The overall vision for Nightcap is to become a leading operator of premium bars and drinks-led hospitality concepts in the UK. The model is considered to be scalable, with the company well positioned to take advantage of the current opportunity in the hospitality segment of the UK property market for taking on attractively priced sites against a backdrop of decreased competition. The current plan is to expand the 10 sites to c.40 over the next five years, with directors believing there are potentially 120 appropriate locations. Nightcap also intends to identify and acquire other drinks led hospitality groups that are considered to have significant potential for additional value creation through roll-out, refinancing, turnaround or market repositioning.
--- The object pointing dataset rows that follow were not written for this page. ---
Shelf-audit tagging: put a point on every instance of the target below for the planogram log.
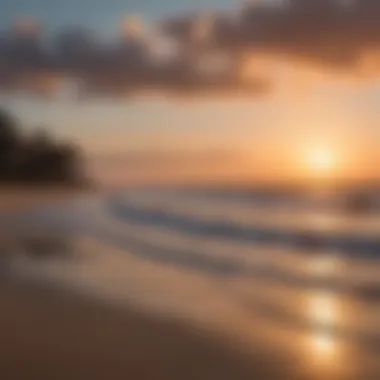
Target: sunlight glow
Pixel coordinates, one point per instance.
(321, 160)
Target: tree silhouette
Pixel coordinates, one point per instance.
(36, 158)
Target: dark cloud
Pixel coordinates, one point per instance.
(335, 33)
(208, 53)
(122, 67)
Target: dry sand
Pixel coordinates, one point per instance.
(47, 334)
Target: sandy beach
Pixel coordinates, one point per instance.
(49, 334)
(106, 297)
(46, 336)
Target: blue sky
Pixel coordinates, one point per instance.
(100, 15)
(289, 116)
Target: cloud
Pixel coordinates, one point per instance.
(336, 34)
(125, 66)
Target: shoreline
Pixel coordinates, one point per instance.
(52, 333)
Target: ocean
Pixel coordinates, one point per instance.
(293, 271)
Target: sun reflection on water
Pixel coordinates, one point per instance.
(324, 314)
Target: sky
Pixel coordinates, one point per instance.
(255, 134)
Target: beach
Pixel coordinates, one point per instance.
(50, 333)
(156, 285)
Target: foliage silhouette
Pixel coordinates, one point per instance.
(37, 158)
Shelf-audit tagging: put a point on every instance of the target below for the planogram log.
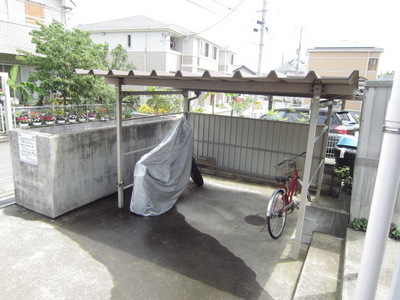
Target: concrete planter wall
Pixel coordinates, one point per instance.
(77, 167)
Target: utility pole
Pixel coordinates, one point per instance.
(298, 51)
(262, 29)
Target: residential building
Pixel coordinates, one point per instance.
(292, 68)
(341, 61)
(17, 19)
(153, 45)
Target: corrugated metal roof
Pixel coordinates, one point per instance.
(272, 84)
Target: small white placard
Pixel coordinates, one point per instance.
(27, 148)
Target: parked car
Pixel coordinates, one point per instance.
(342, 123)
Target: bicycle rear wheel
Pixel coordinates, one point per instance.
(195, 174)
(276, 216)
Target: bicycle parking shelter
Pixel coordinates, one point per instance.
(321, 90)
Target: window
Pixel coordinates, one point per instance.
(34, 12)
(372, 64)
(205, 49)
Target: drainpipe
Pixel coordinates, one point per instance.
(383, 201)
(7, 102)
(120, 171)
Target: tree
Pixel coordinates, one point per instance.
(58, 52)
(119, 59)
(162, 103)
(23, 87)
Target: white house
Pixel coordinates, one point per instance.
(165, 47)
(17, 19)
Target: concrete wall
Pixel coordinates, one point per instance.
(77, 167)
(369, 148)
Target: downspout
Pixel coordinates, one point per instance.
(381, 213)
(120, 184)
(7, 102)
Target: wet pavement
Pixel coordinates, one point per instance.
(210, 245)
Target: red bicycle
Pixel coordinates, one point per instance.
(282, 200)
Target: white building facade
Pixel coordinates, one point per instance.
(152, 45)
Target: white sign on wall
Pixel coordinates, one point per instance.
(27, 148)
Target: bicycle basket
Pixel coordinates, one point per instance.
(299, 160)
(286, 168)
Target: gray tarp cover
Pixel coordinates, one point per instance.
(161, 175)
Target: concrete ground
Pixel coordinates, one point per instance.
(209, 246)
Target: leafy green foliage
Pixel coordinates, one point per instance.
(240, 105)
(360, 224)
(344, 174)
(164, 103)
(23, 87)
(119, 59)
(58, 52)
(197, 109)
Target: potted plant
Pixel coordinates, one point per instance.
(23, 121)
(49, 120)
(36, 118)
(59, 115)
(72, 118)
(91, 116)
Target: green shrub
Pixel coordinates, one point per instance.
(344, 174)
(360, 224)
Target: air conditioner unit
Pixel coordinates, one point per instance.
(67, 4)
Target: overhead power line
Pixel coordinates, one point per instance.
(215, 24)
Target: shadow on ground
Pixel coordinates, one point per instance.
(141, 252)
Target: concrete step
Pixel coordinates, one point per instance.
(4, 137)
(321, 274)
(352, 261)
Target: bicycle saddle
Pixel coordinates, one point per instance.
(281, 178)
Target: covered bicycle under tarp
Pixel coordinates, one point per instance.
(321, 90)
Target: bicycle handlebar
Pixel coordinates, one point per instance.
(290, 159)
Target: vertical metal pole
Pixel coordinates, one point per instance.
(324, 144)
(261, 47)
(186, 103)
(307, 171)
(7, 102)
(120, 184)
(383, 200)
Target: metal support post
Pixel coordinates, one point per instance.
(120, 184)
(307, 170)
(387, 183)
(324, 145)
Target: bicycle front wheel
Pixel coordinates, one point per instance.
(276, 216)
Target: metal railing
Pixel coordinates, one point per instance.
(247, 147)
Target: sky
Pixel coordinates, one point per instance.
(290, 23)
In the year to 30th June 2019 (the last “normal” year for the hospitality industry), the London Cocktail Club made revenues of £6.59 million and an adjusted EBITDA of £0.86 million. In the COVID ravaged 2020 financial year revenues fell to £5.2 million but the company was still profitable, making adjusted EBITDA of £0.14 million. All the London Cocktail Clubs are currently closed in line with government guidelines. But when they were allowed to re-open briefly last year they delivered encouraging trading, showing like-for-like growth of 8.4% in August and September compared to the same month in 2019. As at 30th November 2020, the company’s pro-forma balance sheet (assuming the IPO fund raise had taken place) showed net cash of c.£3.4 million (cash minus borrowings), although there is also £4.6 million of lease liabilities to consider.
It’s fair to say that the latest annual accounts don’t really reflect the true potential of the company’s current portfolio given that three sites had yet to reach maturity and given the lockdown impact. Also, since then a number of operational improvements have been made. As an illustrative guide, the company’s admission document has given an illustrated, normalised, adjusted historical company EBITDA of c. £1.8 million but this doesn’t take into account of any negative adjustments for COVID-19.
Twice since listing Nightcap has had to issue a statement to the market commenting on its share price movements, both times referring investors back to the strategy set out in its admission document and on the latter occasion saying that it knew of no reason for the rise.
At the current price of 26.4p, up 164% since IPO on no news, the business is capitalised at £35.7 million. With net assets of just £4 million as at 30th November 2020, all of its venues closed and the illustrative EBITDA figure implying an EV/EBITDA multiple of 20 times, it’s fair to say that the shares look to have got ahead of themselves.
But to give the company credit, it’s early days here and the long-term strategy looks like achievable. Several other entrepreneurs have seen a similar opportunity in the UK hospitality sector in the past few months, not least AIM listed peer and Strada owner Various Eateries which I covered last October.
If Nightcap does eventually open 40 venues it could be a very attractive proposition. With average capital expenditure per site of £339,000 and average EBITDA of £256,000, the bars have a high annual return on investment of 75% and EBITDA margins of 33%. Forty mature sites making those kind of profits would deliver total EBITDA of just over £10 million per annum. But with significant execution risk remaining I believe the shares are only worth watching for now.